Au-delà de cette volonté de dépouillement, Leloup se dit incapable d’expliquer en détails le processus qui a mené à la création de ses nouvelles chansons. «Moi, quand j’écris, c’est anarchique. Je me rends compte que j’ai fini une toune une fois que je l’ai finie. J’ai aucune idée [de ce qui s’est passé] entre le moment où je jouais de la guitare et [le moment où] y’a une toune qui est arrivée. Fait tellement longtemps que je joue… La guitare fait peut-être partie de moi, comme on marche ou comme on parle. Je suis tellement habitué d’avoir une guitare dans les mains. C’est pareil comme un camionneur qui s’accroche jamais. Je swingue des guitares dans les airs, des guitares de 100 ans, pis je les puck jamais!»

Créé sur une période de trois ans, au lieu du six mois qu’il s’était fixé initialement, L’étrange pays devait d’abord être un album de reprises acoustiques de certaines de ses chansons les plus marquantes. Inspiré par ses séjours, Leloup a changé d’idée en cours de route. L’album a ensuite bénéficié d’une longue période de tri. Le fondateur de Grosse Boite, Eli Bissonnette, et son équipe ont accompagné Leloup durant cette étape. «On a développé une façon [pour faire ça]. Faut écouter vite et statuer : plate, plate, plate, pas écoutable… Là, après ça, il t’en reste 10, tu les envoies, et lui, il dit aussi : plate, plate, plate… Pis là, t’en gardes une, mais en général, je te dirais qu’on est plate! Sur une période de trois ans, y’en a comme Boulevard des rêves brisés et Flocon de neige que j’ai jouées plusieurs fois, mais que j’ai jamais réussi à mieux jouer que la première fois.»

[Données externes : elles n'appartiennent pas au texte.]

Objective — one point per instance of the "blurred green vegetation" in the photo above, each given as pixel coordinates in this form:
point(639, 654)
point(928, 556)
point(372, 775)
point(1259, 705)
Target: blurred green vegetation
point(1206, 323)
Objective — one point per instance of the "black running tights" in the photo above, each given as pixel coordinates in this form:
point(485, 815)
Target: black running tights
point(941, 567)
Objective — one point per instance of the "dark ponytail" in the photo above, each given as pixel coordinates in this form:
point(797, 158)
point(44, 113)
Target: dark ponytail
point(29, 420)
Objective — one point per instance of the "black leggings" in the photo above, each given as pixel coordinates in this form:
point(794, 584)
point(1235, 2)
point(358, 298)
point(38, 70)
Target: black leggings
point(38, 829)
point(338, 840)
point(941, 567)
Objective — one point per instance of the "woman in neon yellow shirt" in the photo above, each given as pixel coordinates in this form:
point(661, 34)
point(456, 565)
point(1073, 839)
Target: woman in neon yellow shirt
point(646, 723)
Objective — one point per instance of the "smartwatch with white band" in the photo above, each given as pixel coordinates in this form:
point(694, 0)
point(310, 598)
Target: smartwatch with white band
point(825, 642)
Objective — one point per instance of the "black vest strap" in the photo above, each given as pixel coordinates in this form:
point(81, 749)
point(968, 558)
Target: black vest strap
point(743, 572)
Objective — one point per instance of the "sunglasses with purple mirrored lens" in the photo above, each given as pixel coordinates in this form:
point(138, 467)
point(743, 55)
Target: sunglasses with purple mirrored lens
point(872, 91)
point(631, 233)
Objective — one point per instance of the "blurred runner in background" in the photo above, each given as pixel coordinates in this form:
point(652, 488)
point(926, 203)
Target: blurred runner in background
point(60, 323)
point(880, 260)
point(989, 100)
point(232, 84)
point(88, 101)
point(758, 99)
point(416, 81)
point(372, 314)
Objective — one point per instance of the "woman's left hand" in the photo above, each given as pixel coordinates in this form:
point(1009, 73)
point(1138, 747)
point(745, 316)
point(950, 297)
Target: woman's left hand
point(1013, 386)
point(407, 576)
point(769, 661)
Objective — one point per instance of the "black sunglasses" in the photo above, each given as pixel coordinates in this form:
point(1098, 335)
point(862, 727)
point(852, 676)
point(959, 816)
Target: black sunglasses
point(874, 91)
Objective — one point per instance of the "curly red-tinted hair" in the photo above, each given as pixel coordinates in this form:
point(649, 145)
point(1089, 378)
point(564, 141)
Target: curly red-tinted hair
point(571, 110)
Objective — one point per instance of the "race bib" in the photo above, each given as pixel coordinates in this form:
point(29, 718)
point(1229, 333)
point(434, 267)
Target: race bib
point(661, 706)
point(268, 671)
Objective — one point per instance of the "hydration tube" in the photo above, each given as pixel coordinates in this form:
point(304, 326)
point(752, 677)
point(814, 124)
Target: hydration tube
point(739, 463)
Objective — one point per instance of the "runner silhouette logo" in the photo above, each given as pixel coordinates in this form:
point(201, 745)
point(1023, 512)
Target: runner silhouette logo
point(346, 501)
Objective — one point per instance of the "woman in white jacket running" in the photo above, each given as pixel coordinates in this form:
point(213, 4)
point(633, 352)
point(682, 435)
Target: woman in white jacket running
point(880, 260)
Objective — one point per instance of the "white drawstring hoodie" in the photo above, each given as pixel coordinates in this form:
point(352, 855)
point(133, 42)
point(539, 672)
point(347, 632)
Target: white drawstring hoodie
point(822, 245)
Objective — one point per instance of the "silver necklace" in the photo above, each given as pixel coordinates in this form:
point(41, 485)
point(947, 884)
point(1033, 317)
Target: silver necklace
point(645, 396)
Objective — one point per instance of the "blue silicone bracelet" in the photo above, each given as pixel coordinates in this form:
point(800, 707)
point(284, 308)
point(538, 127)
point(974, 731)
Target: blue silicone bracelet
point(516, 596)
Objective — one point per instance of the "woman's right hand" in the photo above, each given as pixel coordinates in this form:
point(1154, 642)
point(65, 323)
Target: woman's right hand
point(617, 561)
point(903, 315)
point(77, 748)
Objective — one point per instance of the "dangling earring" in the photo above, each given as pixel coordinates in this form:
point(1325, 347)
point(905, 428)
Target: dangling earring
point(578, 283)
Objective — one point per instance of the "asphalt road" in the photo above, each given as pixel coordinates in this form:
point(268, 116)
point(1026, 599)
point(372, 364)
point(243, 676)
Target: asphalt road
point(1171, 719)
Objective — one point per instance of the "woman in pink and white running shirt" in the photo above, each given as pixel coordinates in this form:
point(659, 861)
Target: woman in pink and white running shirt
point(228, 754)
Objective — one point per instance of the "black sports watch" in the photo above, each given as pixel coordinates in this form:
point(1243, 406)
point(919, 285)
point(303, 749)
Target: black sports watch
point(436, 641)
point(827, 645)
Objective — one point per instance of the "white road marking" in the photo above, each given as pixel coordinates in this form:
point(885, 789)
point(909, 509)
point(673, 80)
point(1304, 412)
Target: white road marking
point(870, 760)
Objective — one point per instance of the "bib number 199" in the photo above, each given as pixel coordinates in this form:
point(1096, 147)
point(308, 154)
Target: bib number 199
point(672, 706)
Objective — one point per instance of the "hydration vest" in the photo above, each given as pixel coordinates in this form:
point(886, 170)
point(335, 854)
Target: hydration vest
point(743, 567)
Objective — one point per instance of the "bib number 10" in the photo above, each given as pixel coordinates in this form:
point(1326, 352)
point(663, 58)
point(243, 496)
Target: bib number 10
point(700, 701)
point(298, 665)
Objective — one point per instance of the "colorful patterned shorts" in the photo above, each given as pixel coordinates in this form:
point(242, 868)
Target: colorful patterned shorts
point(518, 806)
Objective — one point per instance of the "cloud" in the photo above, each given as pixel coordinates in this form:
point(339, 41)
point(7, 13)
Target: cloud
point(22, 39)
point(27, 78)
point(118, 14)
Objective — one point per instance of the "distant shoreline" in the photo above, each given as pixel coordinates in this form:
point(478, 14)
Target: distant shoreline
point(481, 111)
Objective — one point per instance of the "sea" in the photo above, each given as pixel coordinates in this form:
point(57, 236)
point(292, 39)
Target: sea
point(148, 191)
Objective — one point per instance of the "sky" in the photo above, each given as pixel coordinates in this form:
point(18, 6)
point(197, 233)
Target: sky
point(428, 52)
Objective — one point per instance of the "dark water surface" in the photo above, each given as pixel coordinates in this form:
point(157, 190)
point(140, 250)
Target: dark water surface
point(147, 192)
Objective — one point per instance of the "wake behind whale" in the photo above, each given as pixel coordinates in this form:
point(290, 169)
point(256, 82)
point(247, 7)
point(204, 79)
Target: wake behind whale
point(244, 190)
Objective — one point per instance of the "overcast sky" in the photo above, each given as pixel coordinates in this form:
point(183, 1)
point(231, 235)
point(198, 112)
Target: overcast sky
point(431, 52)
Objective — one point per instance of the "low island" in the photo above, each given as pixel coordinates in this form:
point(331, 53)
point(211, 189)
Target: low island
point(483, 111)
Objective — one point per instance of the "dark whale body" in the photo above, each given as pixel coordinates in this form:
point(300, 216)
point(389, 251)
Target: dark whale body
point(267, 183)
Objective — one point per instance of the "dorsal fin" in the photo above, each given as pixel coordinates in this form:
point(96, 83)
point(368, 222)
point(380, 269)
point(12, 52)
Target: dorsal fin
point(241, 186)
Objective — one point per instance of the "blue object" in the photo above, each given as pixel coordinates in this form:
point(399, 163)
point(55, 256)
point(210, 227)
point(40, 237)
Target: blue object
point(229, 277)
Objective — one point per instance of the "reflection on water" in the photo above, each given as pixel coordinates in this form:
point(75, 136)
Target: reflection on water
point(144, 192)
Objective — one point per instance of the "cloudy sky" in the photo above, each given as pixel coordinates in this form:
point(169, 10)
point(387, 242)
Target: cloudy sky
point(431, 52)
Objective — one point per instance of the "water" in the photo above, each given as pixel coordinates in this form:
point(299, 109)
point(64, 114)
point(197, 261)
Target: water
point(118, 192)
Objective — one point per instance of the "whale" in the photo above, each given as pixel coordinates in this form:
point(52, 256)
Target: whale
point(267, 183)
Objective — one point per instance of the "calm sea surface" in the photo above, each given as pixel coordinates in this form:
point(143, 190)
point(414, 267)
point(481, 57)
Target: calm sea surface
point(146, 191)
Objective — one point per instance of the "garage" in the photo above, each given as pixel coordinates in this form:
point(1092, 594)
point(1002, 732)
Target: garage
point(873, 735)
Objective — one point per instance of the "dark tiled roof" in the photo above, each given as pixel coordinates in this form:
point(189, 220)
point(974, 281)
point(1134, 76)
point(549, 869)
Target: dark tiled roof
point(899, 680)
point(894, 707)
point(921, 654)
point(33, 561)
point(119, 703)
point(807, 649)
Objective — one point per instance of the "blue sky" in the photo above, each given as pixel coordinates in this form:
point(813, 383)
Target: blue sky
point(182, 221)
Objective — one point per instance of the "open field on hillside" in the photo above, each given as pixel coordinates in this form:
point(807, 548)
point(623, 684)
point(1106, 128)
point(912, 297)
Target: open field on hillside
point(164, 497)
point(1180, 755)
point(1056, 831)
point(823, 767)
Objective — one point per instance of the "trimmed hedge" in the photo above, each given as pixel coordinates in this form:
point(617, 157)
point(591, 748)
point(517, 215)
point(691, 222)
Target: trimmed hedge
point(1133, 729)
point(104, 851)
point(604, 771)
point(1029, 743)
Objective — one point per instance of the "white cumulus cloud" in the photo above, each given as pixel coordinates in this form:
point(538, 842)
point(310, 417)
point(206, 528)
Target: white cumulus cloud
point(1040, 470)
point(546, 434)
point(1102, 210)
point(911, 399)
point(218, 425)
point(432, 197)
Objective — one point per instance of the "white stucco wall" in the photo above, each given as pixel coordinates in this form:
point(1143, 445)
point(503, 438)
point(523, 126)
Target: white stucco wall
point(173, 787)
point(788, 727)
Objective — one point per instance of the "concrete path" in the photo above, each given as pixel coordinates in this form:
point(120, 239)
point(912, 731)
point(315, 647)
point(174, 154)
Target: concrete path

L’avis des autres est maintenant primordial dans la vie de Leloup. «S’ils trouvent ça plate, je mets ça à la poubelle… Car j’me trompe tout le temps à la fin. La chanson Le Dôme sur mon vieux disque, je la trouvais mauvaise. Je voulais pas mettre ça. La chambre, non plus. Je trouvais que je chantais mal! Là, j’ai demandé… Et les gens me disaient qu’il fallait que je la mette. Je leur disais : ‘’Vous vous trompez! Mais on verra bien!’’ Maintenant, je l’aime, cette chanson-là, mais avant, j’étais fâché contre elle.»

Très heureux et fier du résultat, ce qui n’a pas été le cas à la sortie de chacun de ses albums, le chanteur et guitariste ne se met pas de pression pour la suite. «Je peux faire des shows… Quand t’en fais pas trop, ça reste le fun. Trop, ça devient de la poutine. Ça devient mécanique. Dès qu’un show commence à être bon et que c’est la même chose, c’est pu bon. C’est moisi.»

Un spectacle concept verra peut-être le jour, mais rien de concret encore sur la table. «J’ai commencé à écrire des contes. Y’a un espèce de show que j’voudrais faire, à partir de petits sketchs de personnages de L’étrange pays qui se mettraient à vivre», dit-il, avant de s’emballer sur une idée de spectacle en forêt lancée par un journaliste. «Faire des shows dans la forêt, ça serait le boutte de la marde. Mais pour de vrai là, pas avec des ostis de parking juste à côté… J’aimerais ça faire ça à l’intérieur de la forêt pis mettre une toile qui passe à travers les arbres, si jamais il pleut. J’aimerais ça faire des shows comme ça. Ça, ouais, ok. Pas des grosses bébelles… C’est trop plate.»